References: For further reading
Writing Your Marketing Plan
When you write your plan, you need to address 7 key elements:
- The Executive Summary – A broad overview of the marketing plan. This should be the first part you address and last the last section you finish. It's an ongoing work that defines your plan.
- Marketing goals, objectives and strategies – A list of each broad marketing goal, measurable objectives designed to reach that goal and a list of strategies for completing each objective.
- The Strategic Vision Statement – This is a broad picture of just what things will look like if this marketing plan succeeds. Paint a picture of what success is going to look like.
- Analysis of Expenditures – What will all this cost, how much will you spend to execute each strategy and a combined budget for everything.
- Media Objectives – A set of measurable objectives for each type of media you will use to promote the campaign with clearly defined ties back to specific goals, objectives and strategies. Every media activity should be related to the plan and must further the goals of the plan.
- Milestones – Clearly defined points of time at which certain objectives should be accomplished. As data comes in and the plan is revised and tweaked, the dates associated with milestones may change somewhat, but avoid moving them around to suit the comfort of the marketing team. Hard deadlines inspire productivity.
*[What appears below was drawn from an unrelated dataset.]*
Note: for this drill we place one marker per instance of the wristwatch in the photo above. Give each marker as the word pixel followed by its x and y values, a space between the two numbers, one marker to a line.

- Evaluation Plan – This plan ties each marketing strategy and activity to specific evaluation activities and instruments so that, as far as possible, everything gets measured. The evaluation plan must also include mechanisms for getting evaluation data and reports into the hands of the marketing team in such a way that a response to the information is demanded. The evaluation plan will show milestones, list evaluation instruments and the place of those instruments along the timeline. It will create flowcharts for all marketing plan activities.
No business or service or program that hopes to succeed should move forward without a clear plan for strategic marketing. The movie, "Field of Dreams" was committing egregious balderdash when it was said that, "If you build it they will come." The truth of the matter is that you want to figure out where "they" are going, what they are looking for and then, build it directly in their path.
That's what a strategic marketing plan helps you do.